I talent sono uno dei format tv del momento, è noto. Difficile dire perché se ne parli così male quando invece tanta gente li segue. Lasciamo stare quelli musicali, dove subentra il mercato in crisi, lo strapotere di Amici e Maria de Filippi, un giro di interessi e di invidie molto complesso. Ma il normale talent, o per meglio dire il talent eccezionale, quello che carrella fenomeni dei generi più vari, in realtà riprende la tradizione circense, il teatro popolare, l’arte di strada: la capacità di meravigliare il pubblico con un’esibizione di virtuosismo inconsueto. Che c’è di male?
Solo la visione. La regia. Il montaggio. Quell’assurdo meccanismo per il quale sono i cosiddetti giurati, e non gli artisti, i protagonisti dello spettacolo. Quel taglio continuo, assurdo, criminale delle immagini che interrompe il gesto atletico per mostrare la faccina estasiata dello spettatore o del vip. Ecco perché i talent vanno visti a teatro, con i propri occhi, con la testa e il cuore che decidono di momento in momento dove focalizzare l’attenzione senza mai perdere di vista l’insieme.
Che gli Stomp siano dei talenti non c’è dubbio. Chiamiamoli percussionisti e ballerini, se vogliamo, ma a loro come pochi altri si adatta il termine – abusato nel mondo dello spettacolo – di performer, cioè artisti-atleti. Sul palco, gli otto membri della compagnia, sei uomini e due donne, esibiscono forza muscolare e agilità a volte inimmaginabili: uno dei ragazzi è un “ciccione” che esibisce orgogliosamente la propria pancia, facendola ballare e tamburellandoci con le dita.
Gli Stomp possono suonare, e suonano, di tutto: scatole, tubi, scope, bastoni, barattoli, lavandini pieni e vuoti (li svuotano loro, sul palco, con una divertente “pipì”: il registro comico è sempre prevalente). Ma soprattutto le mani. Le mani e i piedi sbattono su qualunque superficie e il pubblico è costantemente invitato ad accompagnarli allo stesso modo. Difficile resistere, tanto che il pubblico esce mimando un po’ goffamente il coordinatissimo spettacolo che ha appena visto.
In scena (sono al Brancaccio di Roma fino al 21 maggio, ieri si è tenuta la prima vip) si arrampicano poi su una parete attrezzata dove, di nuovo, trasformano il rumore in musica. E il messaggio non subliminale è appunto che qualunque ambiente, oggetto, utensile è buono per creare vitalità, gioia e divertimento. Un sovvertimento totale rispetto alla cultura giovanile anglo-americana, della quale pure gli Stomp sono parte a pieno titolo, che in genere utilizza le cifre della rabbia e della protesta molto più di quelle dell’ironia e del sorriso. Rumori d’artificio, verrebbe da definire questo show: sembra di assistere a uno spettacolo di giochi pirotecnici, ma sonori.

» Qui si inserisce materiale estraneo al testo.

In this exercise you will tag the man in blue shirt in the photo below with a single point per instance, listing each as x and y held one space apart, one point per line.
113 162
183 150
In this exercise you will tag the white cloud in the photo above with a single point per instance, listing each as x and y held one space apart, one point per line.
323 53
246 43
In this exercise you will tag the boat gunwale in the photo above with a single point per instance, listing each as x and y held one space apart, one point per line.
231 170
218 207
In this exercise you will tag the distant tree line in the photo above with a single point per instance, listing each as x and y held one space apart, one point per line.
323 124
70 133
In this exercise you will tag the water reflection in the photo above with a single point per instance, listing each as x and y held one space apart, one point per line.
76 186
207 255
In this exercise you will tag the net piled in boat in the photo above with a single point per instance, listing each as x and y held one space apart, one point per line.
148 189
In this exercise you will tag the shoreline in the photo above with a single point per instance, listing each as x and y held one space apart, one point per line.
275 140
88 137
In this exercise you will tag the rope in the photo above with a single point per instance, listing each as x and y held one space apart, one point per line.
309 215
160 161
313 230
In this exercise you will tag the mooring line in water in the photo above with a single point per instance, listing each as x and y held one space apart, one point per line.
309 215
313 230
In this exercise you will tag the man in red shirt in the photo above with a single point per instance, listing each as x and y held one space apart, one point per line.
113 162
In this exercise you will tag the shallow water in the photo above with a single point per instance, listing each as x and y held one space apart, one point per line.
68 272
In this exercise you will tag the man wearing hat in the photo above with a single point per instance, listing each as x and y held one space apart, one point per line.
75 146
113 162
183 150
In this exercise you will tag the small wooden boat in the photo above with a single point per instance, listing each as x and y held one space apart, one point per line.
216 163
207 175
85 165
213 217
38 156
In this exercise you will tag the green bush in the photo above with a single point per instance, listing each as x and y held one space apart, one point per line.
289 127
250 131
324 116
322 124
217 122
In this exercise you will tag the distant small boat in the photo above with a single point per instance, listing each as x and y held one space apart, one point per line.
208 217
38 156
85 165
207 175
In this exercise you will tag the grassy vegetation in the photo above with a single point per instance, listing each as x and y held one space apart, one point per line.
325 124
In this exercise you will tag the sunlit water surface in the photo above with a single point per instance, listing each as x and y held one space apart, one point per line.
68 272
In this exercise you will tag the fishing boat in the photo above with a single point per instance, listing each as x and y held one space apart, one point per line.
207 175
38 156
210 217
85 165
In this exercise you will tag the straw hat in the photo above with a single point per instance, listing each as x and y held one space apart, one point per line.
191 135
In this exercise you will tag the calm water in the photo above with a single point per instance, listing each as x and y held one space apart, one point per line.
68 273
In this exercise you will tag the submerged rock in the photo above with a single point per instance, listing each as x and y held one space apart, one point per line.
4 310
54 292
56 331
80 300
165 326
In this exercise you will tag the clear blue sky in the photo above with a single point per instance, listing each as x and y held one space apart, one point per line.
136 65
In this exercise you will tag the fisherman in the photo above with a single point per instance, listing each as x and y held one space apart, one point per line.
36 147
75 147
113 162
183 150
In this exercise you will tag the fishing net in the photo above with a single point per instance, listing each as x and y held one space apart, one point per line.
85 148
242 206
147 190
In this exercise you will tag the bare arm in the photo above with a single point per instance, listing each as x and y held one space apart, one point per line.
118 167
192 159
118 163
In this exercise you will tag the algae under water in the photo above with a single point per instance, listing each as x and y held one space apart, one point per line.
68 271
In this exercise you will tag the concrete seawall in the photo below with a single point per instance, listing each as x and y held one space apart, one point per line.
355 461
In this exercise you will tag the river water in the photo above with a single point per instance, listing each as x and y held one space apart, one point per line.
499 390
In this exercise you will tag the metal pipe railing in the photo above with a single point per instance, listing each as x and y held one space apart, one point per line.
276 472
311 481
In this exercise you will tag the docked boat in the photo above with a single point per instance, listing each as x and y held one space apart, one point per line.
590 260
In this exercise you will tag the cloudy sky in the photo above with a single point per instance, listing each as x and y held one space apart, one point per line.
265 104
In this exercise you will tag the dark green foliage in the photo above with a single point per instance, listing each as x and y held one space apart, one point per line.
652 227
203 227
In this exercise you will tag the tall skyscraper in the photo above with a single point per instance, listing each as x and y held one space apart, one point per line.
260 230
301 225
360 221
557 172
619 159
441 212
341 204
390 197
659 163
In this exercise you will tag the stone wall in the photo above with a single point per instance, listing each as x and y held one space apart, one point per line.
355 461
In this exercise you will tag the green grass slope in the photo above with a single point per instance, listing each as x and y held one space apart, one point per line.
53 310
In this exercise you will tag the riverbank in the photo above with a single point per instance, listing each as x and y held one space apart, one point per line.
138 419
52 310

Già dieci anni fa la compagnia aveva raggiunto le 5.000 repliche e senza un allenamento e un esercizio costante così intenso e collaudato non si potrebbe ottenere il coordinamento ininterrotto che lo spettatore ammira in scena. L’idea degli Stomp parte nel 1986 con gli Yes/No People ed è dal 1992 in tournée in tutto il mondo (Australia, Europa, Hong Kong, Giappone, America). Arrivano per la prima volta a Roma nel 1996, ma dal 2007 la compagnia è in Italia ogni anno, registrando il tutto esaurito. Al di là dei premi vinti, è significativo che l’angolo tra la 2nd Avendue e 8th Strada presso cui si trova l’Orpheum Theatre, il teatro dell’East Village dove gli Stomp si esibiscono, sia stato ribattezzato Stomp Avenue.